Исчерпав все аргументы, Полутонник замолк, не зная, что сказать.
— Что, словесная нефтескважина иссякла? — съехидничал Эдя.
Это был уже перебор. Раиса Полутонник вспыхнула и дала несчастному подкаблучнику команду на штурм. Полутонник разогнался, надул щеки, вытаращил глаза и, выставив плечо, понесся к двери. Однако в самый последний момент остановился, потрогал дверь пальцем и вышибать ее отказался.
— Ушибусь я! — сказал Полутонник жалобно.
— Иди домой! Все равно от тебя никакого толку! — рявкнула его супруга.
Ее задавленный матриархатом муженек торопливо удалился, пообещав заклеймить Эдю позором на форуме любителей хомячков.
— Топай-топай! Привет морским свинкам! — пустил ему вслед Хаврон.
— Зарубите себе на носу, психи чертовы: мы этого так не оставим! Власти будут знать все, включая сожженный потолок! — крикнула Полутонник.
— Чего-чего? Кому это мы сожгли потолок? Маразм крепчал, сосуды гнулись, и крыша съехавши была! — удивленно подал голос Эдя.
Он решил, что это слишком сильно даже для их семейки.
— Нам! — отвечала Раиса. — Сегодня днем! В большой комнате у нас большое обугленное пятно на штукатурке! Идеально круглой формы! Вам придется дать за него ответ! Мы вас научим взрывчатку дома хранить!

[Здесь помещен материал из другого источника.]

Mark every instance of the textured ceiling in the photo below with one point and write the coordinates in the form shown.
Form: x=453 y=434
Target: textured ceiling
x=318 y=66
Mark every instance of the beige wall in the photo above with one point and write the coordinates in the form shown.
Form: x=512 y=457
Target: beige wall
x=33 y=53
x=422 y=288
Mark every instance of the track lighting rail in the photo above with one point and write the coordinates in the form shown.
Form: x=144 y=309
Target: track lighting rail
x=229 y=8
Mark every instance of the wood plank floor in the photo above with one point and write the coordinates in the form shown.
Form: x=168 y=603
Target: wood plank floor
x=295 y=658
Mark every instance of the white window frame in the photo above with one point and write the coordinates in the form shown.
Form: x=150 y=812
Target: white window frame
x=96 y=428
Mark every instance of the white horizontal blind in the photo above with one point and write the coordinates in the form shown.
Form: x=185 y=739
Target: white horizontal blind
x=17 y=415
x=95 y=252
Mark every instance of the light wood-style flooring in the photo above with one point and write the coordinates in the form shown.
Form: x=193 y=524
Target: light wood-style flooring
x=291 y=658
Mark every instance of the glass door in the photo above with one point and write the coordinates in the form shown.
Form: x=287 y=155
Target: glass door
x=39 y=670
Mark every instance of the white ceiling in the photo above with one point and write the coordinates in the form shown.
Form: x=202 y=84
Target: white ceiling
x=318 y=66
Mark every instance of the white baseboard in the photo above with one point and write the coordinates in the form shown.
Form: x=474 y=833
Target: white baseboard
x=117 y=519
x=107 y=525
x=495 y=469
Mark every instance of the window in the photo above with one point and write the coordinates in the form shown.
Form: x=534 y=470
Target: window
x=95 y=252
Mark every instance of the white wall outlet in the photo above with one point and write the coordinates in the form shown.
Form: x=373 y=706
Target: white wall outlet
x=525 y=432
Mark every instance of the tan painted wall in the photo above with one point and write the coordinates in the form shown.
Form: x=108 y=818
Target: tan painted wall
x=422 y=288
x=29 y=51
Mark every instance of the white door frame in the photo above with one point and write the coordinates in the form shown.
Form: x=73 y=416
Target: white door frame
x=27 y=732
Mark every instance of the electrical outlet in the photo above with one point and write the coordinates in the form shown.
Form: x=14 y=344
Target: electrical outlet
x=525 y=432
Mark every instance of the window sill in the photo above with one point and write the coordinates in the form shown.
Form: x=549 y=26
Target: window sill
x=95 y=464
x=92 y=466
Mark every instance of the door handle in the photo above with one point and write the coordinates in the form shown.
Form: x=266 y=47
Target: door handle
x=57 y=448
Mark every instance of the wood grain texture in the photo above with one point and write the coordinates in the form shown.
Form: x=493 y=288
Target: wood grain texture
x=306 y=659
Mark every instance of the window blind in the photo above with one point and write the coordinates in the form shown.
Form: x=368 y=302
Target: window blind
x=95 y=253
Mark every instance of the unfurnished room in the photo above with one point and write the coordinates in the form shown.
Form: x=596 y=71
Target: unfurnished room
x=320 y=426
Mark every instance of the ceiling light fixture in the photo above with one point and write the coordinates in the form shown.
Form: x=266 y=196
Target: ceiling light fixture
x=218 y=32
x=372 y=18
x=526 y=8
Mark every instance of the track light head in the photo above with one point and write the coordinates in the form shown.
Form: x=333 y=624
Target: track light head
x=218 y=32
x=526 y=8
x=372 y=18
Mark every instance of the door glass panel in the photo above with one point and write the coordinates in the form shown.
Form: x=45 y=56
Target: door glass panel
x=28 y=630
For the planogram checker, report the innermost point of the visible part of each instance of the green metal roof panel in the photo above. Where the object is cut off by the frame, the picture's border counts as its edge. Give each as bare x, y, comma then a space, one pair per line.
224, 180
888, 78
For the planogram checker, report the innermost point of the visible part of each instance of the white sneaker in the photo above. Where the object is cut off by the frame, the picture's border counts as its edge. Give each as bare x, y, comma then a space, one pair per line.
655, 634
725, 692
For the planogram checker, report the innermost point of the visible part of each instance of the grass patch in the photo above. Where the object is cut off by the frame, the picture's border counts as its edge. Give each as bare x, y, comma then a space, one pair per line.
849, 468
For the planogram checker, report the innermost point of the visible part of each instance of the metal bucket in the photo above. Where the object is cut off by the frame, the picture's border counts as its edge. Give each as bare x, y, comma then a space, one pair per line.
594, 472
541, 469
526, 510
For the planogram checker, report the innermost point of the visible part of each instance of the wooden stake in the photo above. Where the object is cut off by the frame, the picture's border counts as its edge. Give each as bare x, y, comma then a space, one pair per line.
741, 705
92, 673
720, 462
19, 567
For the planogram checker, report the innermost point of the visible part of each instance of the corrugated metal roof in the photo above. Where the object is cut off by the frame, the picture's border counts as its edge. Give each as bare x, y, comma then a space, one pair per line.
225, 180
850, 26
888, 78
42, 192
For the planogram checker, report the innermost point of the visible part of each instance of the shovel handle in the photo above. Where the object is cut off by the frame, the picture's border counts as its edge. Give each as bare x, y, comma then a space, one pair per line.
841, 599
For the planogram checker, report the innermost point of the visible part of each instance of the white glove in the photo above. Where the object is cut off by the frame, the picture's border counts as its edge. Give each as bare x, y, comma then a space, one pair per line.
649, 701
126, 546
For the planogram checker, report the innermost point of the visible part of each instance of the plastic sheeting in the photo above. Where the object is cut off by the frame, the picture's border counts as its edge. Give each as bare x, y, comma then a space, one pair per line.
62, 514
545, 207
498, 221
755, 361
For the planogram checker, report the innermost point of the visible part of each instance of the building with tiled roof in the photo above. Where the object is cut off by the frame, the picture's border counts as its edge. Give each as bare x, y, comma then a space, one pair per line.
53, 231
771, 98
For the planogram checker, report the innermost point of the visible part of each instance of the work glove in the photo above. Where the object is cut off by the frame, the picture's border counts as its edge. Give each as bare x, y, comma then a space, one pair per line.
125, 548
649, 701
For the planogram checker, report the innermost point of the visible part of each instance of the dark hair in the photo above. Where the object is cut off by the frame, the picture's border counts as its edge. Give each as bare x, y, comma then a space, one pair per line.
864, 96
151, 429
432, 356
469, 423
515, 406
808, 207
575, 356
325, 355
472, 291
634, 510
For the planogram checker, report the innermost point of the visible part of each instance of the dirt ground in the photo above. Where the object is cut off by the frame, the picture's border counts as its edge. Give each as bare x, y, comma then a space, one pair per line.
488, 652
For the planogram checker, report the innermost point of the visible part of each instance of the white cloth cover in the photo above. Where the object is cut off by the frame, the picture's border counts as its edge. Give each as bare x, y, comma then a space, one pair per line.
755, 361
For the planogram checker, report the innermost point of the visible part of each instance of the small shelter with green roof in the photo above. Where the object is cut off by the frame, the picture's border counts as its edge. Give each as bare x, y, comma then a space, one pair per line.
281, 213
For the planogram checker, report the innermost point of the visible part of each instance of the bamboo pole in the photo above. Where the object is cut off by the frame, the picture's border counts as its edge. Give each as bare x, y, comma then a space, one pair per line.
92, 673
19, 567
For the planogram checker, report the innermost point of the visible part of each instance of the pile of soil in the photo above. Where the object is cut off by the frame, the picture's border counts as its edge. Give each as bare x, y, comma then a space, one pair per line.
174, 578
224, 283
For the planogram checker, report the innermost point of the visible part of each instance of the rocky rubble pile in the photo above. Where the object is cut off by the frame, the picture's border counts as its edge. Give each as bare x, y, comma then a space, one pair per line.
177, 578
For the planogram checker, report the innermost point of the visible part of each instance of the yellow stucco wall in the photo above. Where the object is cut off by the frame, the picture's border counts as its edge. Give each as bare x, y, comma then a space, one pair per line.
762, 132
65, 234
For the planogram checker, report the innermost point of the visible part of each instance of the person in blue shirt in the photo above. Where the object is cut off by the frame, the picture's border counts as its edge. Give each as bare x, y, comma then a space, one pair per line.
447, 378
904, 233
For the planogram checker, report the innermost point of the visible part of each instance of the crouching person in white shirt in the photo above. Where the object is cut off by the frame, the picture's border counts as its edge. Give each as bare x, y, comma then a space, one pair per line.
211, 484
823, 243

— Какую взрывчатку? — изумился Хаврон.
— Уж я знаю какую! — язвительно отвечала Раиса Полутонник и, напоследок тряхнув дверь, удалилась вслед за мужем.
Пожимая плечами, Эдя вернулся в комнату.
— Вы слышали? У этих психов что ни день, то новая паранойя! То им, видите ли, не нравится мой утренний вопль, то бедная Зозо устроила им дождик! А сегодня у них потолок обуглился! Нет, если человек моральный урод, то это надолго.
— Пятно на потолке? Это, похоже, телепортация! — пробормотала Даф.
Лично она видела только одно объяснение происходящему: кто-то из владевших высшей магией побывал у них в квартире. Причем магия эта была так сильна, что какая-то часть обычного золотого обруча телепортации отпечаталась на штукатурке нижней квартиры.
Теперь оставалось понять, кто это был и, главное, зачем он приходил.
— Знаешь, а я вспомнил, что она мне говорила. Само как-то всплыло, — вдруг заявил Хаврон, подходя к Даф.
— Кто?
— Та нянька... Она сказала: «Твоя кровь — моя кровь. Твоя воля — моя воля. Жди, пока тебя позовет черный лебедь!»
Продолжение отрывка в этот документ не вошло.